England (Saint-Georgs-Cross) flag 10 x 15 cm
England is a country that is part of the United Kingdom. Its inhabitants account for more than 83% of the total UK population, whilst its mainland territory occupies most of the southern two-thirds of the island of Great Britain. England shares land borders with Scotland to the north and Wales to the west and elsewhere is bordered by the North Sea, Irish Sea, Celtic Sea, Bristol Channel and English Channel. The capital is London, the largest urban area in Great Britain, and the largest urban zone in the European Union by most, but not all, measures.
England became a unified state in the year 927 and takes its name from the Angles, one of the Germanic tribes who settled there during the 5th and 6th centuries. It has had a significant cultural and legal impact on the wider world being the place of origin of the English language, the Church of England, and English law, which forms the basis of the common law legal systems of countries around the world.
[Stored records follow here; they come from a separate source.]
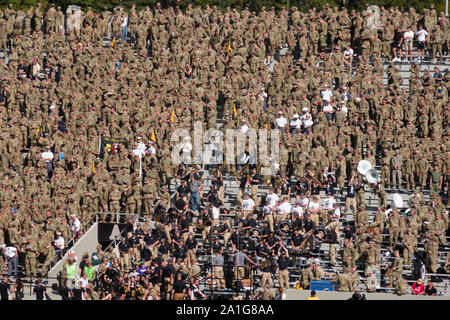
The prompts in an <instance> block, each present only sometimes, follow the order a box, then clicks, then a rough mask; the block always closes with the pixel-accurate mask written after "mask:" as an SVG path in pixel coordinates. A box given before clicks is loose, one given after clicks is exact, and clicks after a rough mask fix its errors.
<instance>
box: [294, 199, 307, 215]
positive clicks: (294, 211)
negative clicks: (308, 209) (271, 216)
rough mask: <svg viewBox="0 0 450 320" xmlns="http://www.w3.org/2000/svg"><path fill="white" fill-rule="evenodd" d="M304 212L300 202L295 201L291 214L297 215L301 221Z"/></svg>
mask: <svg viewBox="0 0 450 320" xmlns="http://www.w3.org/2000/svg"><path fill="white" fill-rule="evenodd" d="M304 212H305V210H304V209H303V207H302V202H301V200H299V201H297V202H296V204H295V207H294V208H292V213H293V214H297V215H298V217H299V218H300V219H302V220H303V213H304Z"/></svg>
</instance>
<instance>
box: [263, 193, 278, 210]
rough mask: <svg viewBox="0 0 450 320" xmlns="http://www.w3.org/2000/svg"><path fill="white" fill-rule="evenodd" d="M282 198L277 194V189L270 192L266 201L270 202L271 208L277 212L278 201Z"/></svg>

In addition, England was the birth place of the Industrial Revolution and the first country in the world to industrialise. It is home to the Royal Society, which laid the foundations of modern experimental science. England is the world's oldest parliamentary system and consequently constitutional, governmental and legal innovations that had their origin in England have been widely adopted by other nations.
The Kingdom of England (including Wales) continued as a separate state until 1 May 1707, when the Acts of Union, putting into effect the terms agreed in the Treaty of Union the previous year, resulted in political union with the Kingdom of Scotland to create the united Kingdom of Great Britain. In 1800, Great Britain was united with Ireland through another Act of Union 1800 to become the United Kingdom of Great Britain and Ireland. In 1921, the Irish Free State was created, and the Royal and Parliamentary Titles Act in 1927 officially established the United Kingdom of Great Britain and Northern Ireland, which exists today.
The Flag of England is the St George's Cross. The red cross appeared as an emblem of England during the Middle Ages and the Crusades and is one of the earliest known emblems representing England. It achieved status as the national flag of England during the 16th century.
Saint George became the patron saint of England in the 13th century, and the legend of Saint George slaying a dragon dates from the 12th century.
The proportions of the flag are that the red cross has a width of 1/5 of the height of the flag.
The exact origins of the Flag of England are unclear and there are multiple supporting theories, though it is known that the flag appeared during the Middle Ages. It has been recorded that the first known recorded use of the St George's Cross as an emblem (but not as a flag) of England was in a roll of account relating to the Welsh War of 1275.
The use of a red cross on a white background was a symbol of St. George in the Middle Ages. This is seen, for example, in the flag of Georgia, another country with St George as their patron saint.
The first theory states that the flag was adopted during the Crusades. At the beginning of the Crusades, a red cross on white was already associated with England. Although the Pope decided English crusaders would be distinguished by wearing a white cross on red, and French crusaders a red cross on white (Italian knights were allocated a yellow cross on a white background), English knights soon decided to claim "their" cross of red on white, like the French. In January 1188, in a meeting between Henry II of England and Philip II of France, the two rivals agreed to exchange flags (France later changed its new white cross on red for a white cross on a dark blue flag). Some French knights carried on using the red cross however, and as English knights wore this pattern as well, the red cross on white became the typical crusader symbol regardless of nationality.
St. George seen in the act of slaying the dragon. He is depicted wearing a surcoat displaying the St. George's Cross.A second theory states that St. George's cross was originally the flag of Genoa and was adopted by England and the City of London in 1190 for their ships entering the Mediterranean to benefit from the protection of the powerful Genoese fleet. The maritime Republic of Genoa was rising and going to become, with its rival Venice, one of the most important powers in the world. The English Monarch paid an annual tribute to the Doge of Genoa for this privilege.
The St George's cross may not have achieved the full status of national flag until the 16th century, when all other saints' banners were abandoned during the Reformation. Thereafter it became recognised as the flag of England and Wales. The earliest record of St George's flag at sea, as an English flag in conjunction with royal banners but no other saintly flags, was 1545.